While the Campbell’s Soup can may have made Andy Warhol a household name, it wasn’t the Pop artist’s first stab at the culinary arts.
A rare self-published cookbook by Warhol, one of 34 color copies made, is heading for auction this month at Bonhams. The copy to be offered at Bonhams was signed by Warhol for the fashion editor DD Ryan, and is being sold with an estimate of $30,000–$50,000.
In 1959, Warhol, then working in relative anonymity as a graphic designer, collaborated on the project with his friend interior decorator Suzie Frankfurt, who wrote the text, and his mother, who added calligraphy with deliberate misspellings. Titled Wild Raspberries (after Ingmar Bergman’s film Wild Strawberries), it satirizes cookbooks of the 1950s, which were intended to help readers make French-inspired “haute” cuisine. Warhol’s invented dishes included “Omelet Greta Garbo,” which should “always to be eaten alone in a candlelit room”; “Gefilte of Fighting Fish”; and “Seared Roebuck,” or “roebuck shot in ambush infinitely better than roebuck killed after a chase.”
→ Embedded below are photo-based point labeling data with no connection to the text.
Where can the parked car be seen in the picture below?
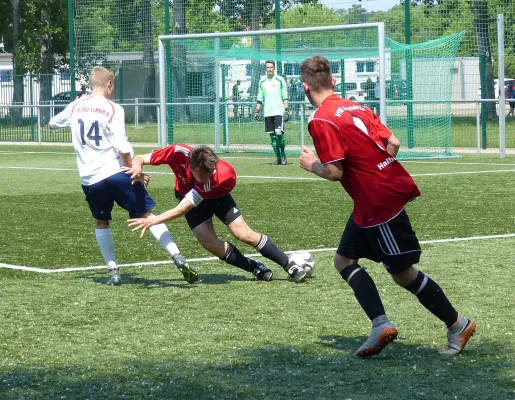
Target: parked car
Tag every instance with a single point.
(353, 90)
(496, 87)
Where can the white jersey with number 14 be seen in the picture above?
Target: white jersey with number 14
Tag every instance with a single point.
(98, 136)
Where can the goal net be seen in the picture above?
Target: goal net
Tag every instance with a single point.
(208, 85)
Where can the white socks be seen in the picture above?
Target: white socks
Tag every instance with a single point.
(163, 236)
(106, 244)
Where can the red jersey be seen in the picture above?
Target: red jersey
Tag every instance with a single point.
(177, 157)
(377, 183)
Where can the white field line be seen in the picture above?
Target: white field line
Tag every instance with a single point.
(75, 269)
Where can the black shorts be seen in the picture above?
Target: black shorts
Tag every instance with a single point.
(223, 207)
(273, 124)
(393, 243)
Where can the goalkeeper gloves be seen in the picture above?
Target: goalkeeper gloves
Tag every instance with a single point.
(286, 115)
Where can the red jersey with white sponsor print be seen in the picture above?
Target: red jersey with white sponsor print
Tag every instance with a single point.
(343, 130)
(222, 182)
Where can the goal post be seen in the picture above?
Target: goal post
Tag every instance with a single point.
(208, 85)
(243, 48)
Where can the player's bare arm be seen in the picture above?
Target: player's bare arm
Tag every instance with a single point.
(331, 171)
(142, 224)
(393, 145)
(136, 166)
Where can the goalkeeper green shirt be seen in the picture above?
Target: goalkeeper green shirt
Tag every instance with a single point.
(272, 92)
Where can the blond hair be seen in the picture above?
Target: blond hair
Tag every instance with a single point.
(100, 76)
(316, 72)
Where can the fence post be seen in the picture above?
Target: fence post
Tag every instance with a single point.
(136, 114)
(39, 124)
(301, 126)
(478, 127)
(502, 97)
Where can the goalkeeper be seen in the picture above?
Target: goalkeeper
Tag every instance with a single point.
(274, 93)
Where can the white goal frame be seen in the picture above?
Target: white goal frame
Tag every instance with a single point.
(162, 73)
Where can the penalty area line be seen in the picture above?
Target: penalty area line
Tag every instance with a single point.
(149, 263)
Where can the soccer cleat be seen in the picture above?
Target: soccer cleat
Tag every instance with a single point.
(262, 273)
(189, 273)
(383, 333)
(458, 335)
(115, 278)
(295, 272)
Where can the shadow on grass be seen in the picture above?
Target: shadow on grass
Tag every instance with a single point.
(277, 372)
(176, 280)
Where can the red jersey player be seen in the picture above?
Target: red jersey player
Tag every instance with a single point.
(356, 149)
(203, 186)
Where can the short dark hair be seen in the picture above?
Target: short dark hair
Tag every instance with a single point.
(203, 158)
(316, 72)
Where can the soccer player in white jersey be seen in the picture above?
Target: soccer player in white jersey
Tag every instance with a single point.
(102, 149)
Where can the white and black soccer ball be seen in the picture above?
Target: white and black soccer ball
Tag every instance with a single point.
(305, 260)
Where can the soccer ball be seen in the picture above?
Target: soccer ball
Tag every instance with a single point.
(305, 260)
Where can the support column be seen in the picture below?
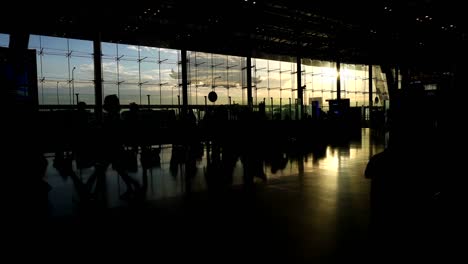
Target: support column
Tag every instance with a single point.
(97, 77)
(370, 95)
(338, 80)
(370, 88)
(184, 83)
(300, 93)
(249, 82)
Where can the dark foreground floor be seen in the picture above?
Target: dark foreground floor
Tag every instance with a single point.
(314, 209)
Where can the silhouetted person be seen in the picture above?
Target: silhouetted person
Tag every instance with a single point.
(404, 178)
(112, 150)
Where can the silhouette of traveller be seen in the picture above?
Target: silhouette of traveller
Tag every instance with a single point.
(111, 149)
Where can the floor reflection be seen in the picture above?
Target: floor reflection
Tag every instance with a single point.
(328, 173)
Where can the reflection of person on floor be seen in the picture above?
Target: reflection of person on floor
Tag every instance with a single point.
(111, 150)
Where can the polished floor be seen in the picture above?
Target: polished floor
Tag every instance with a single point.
(300, 206)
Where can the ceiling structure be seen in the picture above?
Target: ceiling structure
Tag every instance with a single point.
(415, 32)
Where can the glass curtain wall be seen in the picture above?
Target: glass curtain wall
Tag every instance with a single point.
(65, 70)
(214, 72)
(142, 75)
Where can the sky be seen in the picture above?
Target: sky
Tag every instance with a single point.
(273, 78)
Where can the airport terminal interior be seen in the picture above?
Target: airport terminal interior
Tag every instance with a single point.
(298, 131)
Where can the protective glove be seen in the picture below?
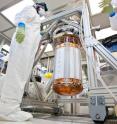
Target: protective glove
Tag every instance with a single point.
(104, 3)
(20, 34)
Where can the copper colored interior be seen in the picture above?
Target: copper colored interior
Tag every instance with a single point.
(70, 87)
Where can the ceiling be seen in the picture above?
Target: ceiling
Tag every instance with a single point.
(7, 28)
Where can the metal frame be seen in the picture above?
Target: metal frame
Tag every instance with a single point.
(89, 43)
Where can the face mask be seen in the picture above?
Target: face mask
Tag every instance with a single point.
(42, 12)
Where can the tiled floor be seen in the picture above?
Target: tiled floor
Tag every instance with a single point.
(56, 120)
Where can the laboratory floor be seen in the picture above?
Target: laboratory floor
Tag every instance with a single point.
(55, 120)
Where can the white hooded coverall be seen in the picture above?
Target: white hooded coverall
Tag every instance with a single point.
(20, 64)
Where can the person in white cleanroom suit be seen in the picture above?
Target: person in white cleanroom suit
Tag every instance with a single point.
(23, 49)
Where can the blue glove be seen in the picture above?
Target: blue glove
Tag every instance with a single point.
(20, 34)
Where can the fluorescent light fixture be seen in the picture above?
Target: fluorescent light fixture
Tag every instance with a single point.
(105, 33)
(94, 5)
(12, 11)
(49, 48)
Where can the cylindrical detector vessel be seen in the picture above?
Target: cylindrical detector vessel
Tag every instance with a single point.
(67, 72)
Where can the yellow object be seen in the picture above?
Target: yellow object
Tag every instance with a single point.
(48, 75)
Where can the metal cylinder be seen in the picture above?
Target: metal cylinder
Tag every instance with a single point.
(67, 73)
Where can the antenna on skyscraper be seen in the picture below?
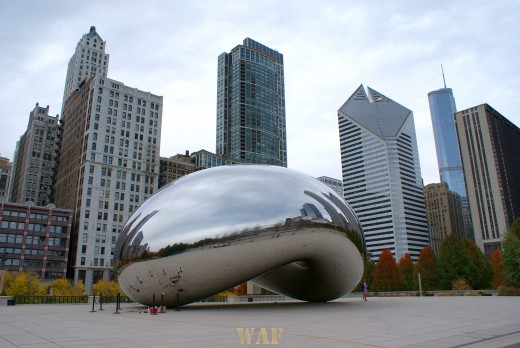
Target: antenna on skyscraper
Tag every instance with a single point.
(442, 69)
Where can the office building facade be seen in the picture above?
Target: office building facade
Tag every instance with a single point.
(442, 111)
(35, 239)
(444, 213)
(251, 105)
(5, 177)
(35, 159)
(88, 59)
(109, 165)
(489, 146)
(381, 173)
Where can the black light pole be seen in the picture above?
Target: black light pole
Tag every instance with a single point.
(93, 303)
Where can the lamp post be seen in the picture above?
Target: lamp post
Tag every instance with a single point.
(3, 258)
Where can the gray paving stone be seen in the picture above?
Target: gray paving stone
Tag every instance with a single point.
(348, 322)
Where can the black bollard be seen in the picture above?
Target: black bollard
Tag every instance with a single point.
(163, 310)
(93, 303)
(154, 310)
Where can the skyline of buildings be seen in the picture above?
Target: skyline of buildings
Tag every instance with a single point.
(35, 159)
(489, 145)
(442, 111)
(382, 180)
(251, 105)
(88, 59)
(444, 213)
(5, 177)
(35, 239)
(110, 152)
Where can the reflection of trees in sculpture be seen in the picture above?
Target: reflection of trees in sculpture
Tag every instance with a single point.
(291, 225)
(130, 249)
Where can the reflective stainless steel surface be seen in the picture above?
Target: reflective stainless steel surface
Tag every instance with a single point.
(217, 228)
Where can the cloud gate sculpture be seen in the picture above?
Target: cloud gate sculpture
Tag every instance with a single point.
(217, 228)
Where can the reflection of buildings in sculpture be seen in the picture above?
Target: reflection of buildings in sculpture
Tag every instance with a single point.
(311, 211)
(381, 173)
(444, 212)
(177, 166)
(489, 146)
(35, 159)
(262, 240)
(335, 184)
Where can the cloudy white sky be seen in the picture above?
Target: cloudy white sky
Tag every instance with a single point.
(170, 48)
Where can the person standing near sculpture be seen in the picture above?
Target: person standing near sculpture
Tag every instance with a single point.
(364, 288)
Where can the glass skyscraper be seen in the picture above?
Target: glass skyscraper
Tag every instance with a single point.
(381, 173)
(251, 105)
(442, 110)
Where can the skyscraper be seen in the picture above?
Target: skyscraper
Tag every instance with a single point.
(381, 173)
(109, 165)
(5, 176)
(489, 146)
(251, 105)
(442, 110)
(35, 159)
(444, 213)
(88, 59)
(109, 157)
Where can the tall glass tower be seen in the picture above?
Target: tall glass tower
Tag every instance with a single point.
(251, 105)
(382, 174)
(442, 110)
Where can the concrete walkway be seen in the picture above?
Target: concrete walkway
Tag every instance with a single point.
(470, 321)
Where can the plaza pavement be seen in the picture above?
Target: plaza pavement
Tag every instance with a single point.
(470, 321)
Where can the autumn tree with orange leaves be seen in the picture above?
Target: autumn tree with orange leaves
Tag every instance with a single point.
(386, 276)
(498, 267)
(406, 268)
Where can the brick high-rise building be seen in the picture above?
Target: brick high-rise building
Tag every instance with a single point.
(109, 165)
(35, 159)
(489, 145)
(444, 212)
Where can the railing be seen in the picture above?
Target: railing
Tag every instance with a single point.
(50, 299)
(67, 299)
(427, 293)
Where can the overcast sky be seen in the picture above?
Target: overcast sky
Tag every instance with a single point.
(170, 48)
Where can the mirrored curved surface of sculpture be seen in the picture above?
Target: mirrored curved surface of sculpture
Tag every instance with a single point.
(217, 228)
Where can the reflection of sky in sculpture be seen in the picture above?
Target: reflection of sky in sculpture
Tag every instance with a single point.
(219, 201)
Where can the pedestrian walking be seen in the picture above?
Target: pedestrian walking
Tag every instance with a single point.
(364, 288)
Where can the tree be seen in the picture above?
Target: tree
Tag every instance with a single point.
(386, 276)
(453, 263)
(24, 284)
(104, 288)
(406, 268)
(511, 256)
(63, 287)
(481, 278)
(498, 267)
(426, 266)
Schoolboys were paid to color the pages, which were then brought to rabbis on the Lower East Side for binding. “We thought it would be a masterpiece and we’d sell thousands. I think we sold 20,” Frankfurt told the Observer in 1997. The two ended up giving away most of the copies as gifts to friends.
“The books perfectly capture the puckish nature of much of Warhol’s work,” Darren Sutherland, a specialist in Bonhams’s books and manuscripts department, told the Guardian this week. “[They] were done in the spirit of fun, with a bit of self-promotion, and often given as Christmas gifts to friends and his graphic design clients…. They are a wonderful glimpse into a playfulness that follows him throughout his development as an artist.”